No penalty on steel and aluminum - until further notice

President Donald Trump and European Commission President Jean-Claude Juncker, to the left, will negotiate to eliminate customs and trade barriers between the EU and the US. Photo: Wikipedia, credit: White House

President Donald Trump and European Commission President Jean-Claude Juncker have signed an agreement to resume negotiations to reduce transatlantic trade conflicts and work to eliminate customs and trade barriers between the EU and the US.

At the same time, the EU will increase imports of LNG gas from the United States and American soybeans. The last one will be a welcome news for US soybean farmers who have experienced price drops on their goods after China has imposed a penalty on soybeans in response to US penalties.

On the other hand, Trump has promised to reconsider US planned steel and aluminum tariffs imported from the EU. Trump now supports the idea that the United States and the EU work together to reform the World Trade Organization, WTO.

"Today we have largely agreed to work for zero duty, for the elimination of trade barriers and no support for industrial goods outside the automotive industry," said a clearly pleased Trump at a press conference in the White House garden.

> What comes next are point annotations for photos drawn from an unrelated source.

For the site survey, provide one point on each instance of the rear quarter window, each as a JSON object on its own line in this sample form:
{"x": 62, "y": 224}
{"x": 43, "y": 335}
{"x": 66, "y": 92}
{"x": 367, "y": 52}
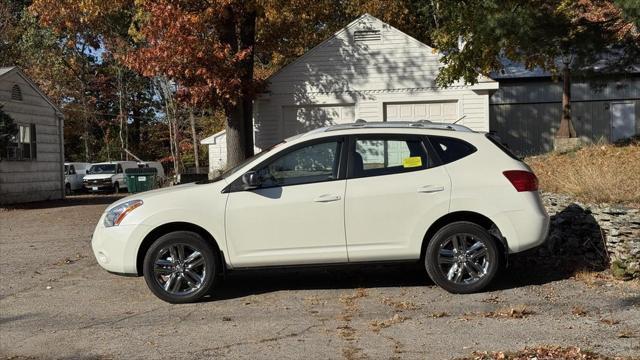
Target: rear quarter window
{"x": 451, "y": 149}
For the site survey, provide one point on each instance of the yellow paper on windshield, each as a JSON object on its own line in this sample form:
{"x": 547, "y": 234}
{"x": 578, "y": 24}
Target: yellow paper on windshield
{"x": 415, "y": 161}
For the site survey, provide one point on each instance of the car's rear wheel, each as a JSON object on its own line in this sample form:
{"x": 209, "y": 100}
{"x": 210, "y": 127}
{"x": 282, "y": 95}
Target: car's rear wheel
{"x": 462, "y": 257}
{"x": 180, "y": 267}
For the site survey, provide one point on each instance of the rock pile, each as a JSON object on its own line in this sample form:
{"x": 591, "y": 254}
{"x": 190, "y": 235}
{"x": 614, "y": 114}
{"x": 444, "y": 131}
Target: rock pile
{"x": 592, "y": 235}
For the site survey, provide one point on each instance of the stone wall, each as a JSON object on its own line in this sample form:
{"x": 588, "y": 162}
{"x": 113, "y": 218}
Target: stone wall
{"x": 592, "y": 235}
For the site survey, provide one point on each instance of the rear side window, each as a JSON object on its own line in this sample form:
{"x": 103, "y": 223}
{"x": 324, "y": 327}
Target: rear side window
{"x": 497, "y": 142}
{"x": 386, "y": 155}
{"x": 450, "y": 149}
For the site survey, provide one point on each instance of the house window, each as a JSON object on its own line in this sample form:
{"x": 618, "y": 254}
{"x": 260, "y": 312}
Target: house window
{"x": 367, "y": 35}
{"x": 23, "y": 144}
{"x": 16, "y": 93}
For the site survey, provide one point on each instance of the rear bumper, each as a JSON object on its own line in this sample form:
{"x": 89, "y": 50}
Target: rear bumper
{"x": 98, "y": 187}
{"x": 524, "y": 229}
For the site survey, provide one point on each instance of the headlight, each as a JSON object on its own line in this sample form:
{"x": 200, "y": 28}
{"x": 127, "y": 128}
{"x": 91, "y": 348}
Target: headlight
{"x": 117, "y": 214}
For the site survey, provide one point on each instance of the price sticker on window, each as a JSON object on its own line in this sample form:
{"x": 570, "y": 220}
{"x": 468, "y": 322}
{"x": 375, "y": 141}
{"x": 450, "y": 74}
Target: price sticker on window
{"x": 414, "y": 161}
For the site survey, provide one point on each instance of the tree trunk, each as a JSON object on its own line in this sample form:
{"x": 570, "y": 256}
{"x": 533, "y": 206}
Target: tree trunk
{"x": 566, "y": 129}
{"x": 248, "y": 41}
{"x": 239, "y": 126}
{"x": 194, "y": 137}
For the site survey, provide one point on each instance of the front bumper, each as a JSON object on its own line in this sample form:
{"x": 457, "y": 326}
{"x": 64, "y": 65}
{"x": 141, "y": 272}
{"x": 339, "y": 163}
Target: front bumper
{"x": 116, "y": 247}
{"x": 93, "y": 185}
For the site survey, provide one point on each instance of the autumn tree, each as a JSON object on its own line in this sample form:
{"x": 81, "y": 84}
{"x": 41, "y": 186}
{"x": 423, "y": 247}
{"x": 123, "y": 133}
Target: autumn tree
{"x": 554, "y": 35}
{"x": 8, "y": 129}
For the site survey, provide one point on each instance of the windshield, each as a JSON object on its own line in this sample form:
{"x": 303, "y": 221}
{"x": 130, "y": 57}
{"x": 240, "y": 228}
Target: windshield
{"x": 235, "y": 169}
{"x": 102, "y": 169}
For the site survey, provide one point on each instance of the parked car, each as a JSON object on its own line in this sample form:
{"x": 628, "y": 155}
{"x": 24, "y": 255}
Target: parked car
{"x": 446, "y": 196}
{"x": 73, "y": 174}
{"x": 107, "y": 176}
{"x": 156, "y": 165}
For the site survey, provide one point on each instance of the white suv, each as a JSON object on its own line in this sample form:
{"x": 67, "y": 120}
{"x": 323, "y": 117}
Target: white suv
{"x": 449, "y": 197}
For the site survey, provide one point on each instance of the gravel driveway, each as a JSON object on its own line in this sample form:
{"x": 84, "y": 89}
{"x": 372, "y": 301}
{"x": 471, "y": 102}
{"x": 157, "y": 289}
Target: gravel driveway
{"x": 56, "y": 302}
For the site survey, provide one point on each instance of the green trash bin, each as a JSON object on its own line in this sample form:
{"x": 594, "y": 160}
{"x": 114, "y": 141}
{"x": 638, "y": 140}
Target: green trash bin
{"x": 140, "y": 179}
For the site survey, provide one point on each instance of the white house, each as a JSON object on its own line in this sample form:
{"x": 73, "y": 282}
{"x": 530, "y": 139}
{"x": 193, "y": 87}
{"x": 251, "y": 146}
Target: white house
{"x": 32, "y": 168}
{"x": 368, "y": 70}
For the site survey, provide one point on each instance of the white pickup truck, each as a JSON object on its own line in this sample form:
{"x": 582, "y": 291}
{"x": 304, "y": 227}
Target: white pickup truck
{"x": 107, "y": 176}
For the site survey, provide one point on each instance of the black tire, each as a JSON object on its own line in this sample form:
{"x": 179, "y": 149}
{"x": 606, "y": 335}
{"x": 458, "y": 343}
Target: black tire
{"x": 187, "y": 239}
{"x": 443, "y": 242}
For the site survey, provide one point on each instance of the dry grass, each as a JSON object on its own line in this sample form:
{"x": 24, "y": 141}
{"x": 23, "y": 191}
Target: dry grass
{"x": 400, "y": 305}
{"x": 515, "y": 312}
{"x": 378, "y": 325}
{"x": 578, "y": 310}
{"x": 543, "y": 352}
{"x": 595, "y": 173}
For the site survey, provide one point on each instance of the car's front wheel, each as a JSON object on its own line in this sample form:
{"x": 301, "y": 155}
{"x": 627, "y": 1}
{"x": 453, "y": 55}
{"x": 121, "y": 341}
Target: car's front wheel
{"x": 180, "y": 267}
{"x": 462, "y": 257}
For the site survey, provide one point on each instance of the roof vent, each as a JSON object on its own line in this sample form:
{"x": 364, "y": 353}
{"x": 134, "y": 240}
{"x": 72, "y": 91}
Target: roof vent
{"x": 369, "y": 35}
{"x": 16, "y": 93}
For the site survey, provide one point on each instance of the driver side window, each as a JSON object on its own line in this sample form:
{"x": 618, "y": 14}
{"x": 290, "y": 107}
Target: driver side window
{"x": 309, "y": 164}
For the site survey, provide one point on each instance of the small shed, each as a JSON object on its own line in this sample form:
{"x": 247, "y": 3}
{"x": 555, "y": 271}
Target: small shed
{"x": 217, "y": 146}
{"x": 32, "y": 169}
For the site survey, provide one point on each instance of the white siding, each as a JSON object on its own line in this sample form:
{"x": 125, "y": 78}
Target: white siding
{"x": 31, "y": 180}
{"x": 369, "y": 76}
{"x": 218, "y": 154}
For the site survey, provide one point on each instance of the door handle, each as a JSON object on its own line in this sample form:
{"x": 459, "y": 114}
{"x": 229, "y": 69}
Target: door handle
{"x": 327, "y": 198}
{"x": 430, "y": 188}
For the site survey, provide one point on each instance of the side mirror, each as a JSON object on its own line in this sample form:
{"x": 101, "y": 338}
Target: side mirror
{"x": 251, "y": 180}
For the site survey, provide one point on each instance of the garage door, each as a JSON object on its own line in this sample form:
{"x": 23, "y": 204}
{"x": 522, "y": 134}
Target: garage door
{"x": 299, "y": 119}
{"x": 446, "y": 111}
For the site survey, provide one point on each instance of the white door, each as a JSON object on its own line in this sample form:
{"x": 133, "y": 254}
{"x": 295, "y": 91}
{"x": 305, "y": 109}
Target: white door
{"x": 296, "y": 216}
{"x": 443, "y": 111}
{"x": 393, "y": 194}
{"x": 623, "y": 120}
{"x": 300, "y": 119}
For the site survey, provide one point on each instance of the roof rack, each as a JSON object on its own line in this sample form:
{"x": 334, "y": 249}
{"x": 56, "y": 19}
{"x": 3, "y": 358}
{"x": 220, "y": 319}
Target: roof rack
{"x": 422, "y": 124}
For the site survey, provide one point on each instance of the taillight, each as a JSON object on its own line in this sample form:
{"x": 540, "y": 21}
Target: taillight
{"x": 522, "y": 180}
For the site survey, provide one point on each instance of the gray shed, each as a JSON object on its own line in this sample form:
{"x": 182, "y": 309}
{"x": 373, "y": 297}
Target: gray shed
{"x": 525, "y": 111}
{"x": 32, "y": 169}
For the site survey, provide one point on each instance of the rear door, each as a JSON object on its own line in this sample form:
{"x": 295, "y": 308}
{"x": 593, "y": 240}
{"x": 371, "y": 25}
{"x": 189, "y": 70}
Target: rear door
{"x": 297, "y": 215}
{"x": 394, "y": 193}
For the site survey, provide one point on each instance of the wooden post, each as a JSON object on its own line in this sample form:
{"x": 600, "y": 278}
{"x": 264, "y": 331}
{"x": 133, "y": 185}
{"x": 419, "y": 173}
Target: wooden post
{"x": 566, "y": 129}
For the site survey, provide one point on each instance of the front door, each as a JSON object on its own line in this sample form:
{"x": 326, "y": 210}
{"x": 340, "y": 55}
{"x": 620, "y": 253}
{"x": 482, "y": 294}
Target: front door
{"x": 623, "y": 120}
{"x": 394, "y": 192}
{"x": 296, "y": 216}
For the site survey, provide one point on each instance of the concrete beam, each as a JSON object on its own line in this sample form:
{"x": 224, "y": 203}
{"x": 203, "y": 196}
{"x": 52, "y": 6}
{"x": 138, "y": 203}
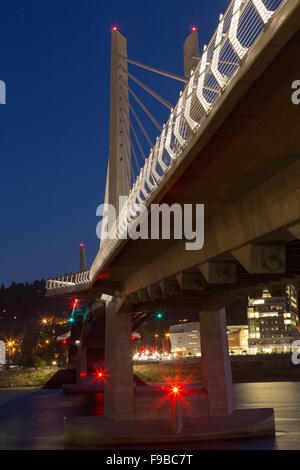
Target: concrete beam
{"x": 143, "y": 295}
{"x": 295, "y": 230}
{"x": 170, "y": 287}
{"x": 190, "y": 281}
{"x": 261, "y": 258}
{"x": 216, "y": 367}
{"x": 118, "y": 384}
{"x": 219, "y": 272}
{"x": 155, "y": 292}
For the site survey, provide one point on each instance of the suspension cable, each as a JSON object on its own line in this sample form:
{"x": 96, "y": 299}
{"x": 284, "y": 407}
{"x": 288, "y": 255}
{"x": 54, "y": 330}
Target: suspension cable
{"x": 145, "y": 110}
{"x": 151, "y": 92}
{"x": 159, "y": 71}
{"x": 134, "y": 133}
{"x": 138, "y": 121}
{"x": 129, "y": 138}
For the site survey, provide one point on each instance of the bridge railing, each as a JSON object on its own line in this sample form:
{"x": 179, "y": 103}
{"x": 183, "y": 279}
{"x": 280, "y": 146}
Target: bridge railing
{"x": 238, "y": 29}
{"x": 69, "y": 280}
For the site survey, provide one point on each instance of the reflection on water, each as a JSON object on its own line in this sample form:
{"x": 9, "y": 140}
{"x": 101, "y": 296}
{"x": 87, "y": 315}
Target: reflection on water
{"x": 34, "y": 419}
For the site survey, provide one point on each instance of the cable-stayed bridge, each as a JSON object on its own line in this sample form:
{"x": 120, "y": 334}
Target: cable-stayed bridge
{"x": 231, "y": 142}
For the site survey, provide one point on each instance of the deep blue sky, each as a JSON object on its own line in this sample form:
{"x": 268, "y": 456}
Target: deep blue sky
{"x": 54, "y": 133}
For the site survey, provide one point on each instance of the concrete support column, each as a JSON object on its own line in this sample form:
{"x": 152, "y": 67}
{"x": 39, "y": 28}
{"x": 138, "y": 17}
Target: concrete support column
{"x": 118, "y": 383}
{"x": 81, "y": 364}
{"x": 216, "y": 366}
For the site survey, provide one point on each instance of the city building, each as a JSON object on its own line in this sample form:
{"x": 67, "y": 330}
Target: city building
{"x": 185, "y": 339}
{"x": 238, "y": 339}
{"x": 273, "y": 321}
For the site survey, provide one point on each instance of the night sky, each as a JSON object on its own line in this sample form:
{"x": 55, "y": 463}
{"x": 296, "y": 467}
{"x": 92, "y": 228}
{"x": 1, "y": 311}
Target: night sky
{"x": 54, "y": 132}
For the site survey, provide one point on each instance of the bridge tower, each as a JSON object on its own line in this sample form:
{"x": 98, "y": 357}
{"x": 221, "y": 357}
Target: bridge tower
{"x": 118, "y": 178}
{"x": 191, "y": 52}
{"x": 82, "y": 258}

"We have begun a new deeper phase of friendship between the United States and the European Union, focusing on strong trade relations, where we both appear as a winner," he continued.

The news comes after Trump for months had threatened to escalate the trade war and impose Europe's exports of different goods to the United States with penalties up to 25 percent. This has, in turn, led the EU Commission to start preparing countermeasures.

"We start the negotiations right away, but we know what direction it's going to be," said Trump.

The agreement comes only a few weeks after Trump called the EU for an enemy because he believed that the United States was treated unfairly in trade.

- The United States and Europe are close partners and allies, not enemies. We have to work together. Together, we represent half of the world trade. So I think we should talk to each other. Not to each other. And that's what we did today, Juncker said.

The news has triggered a positive response on the US stock market.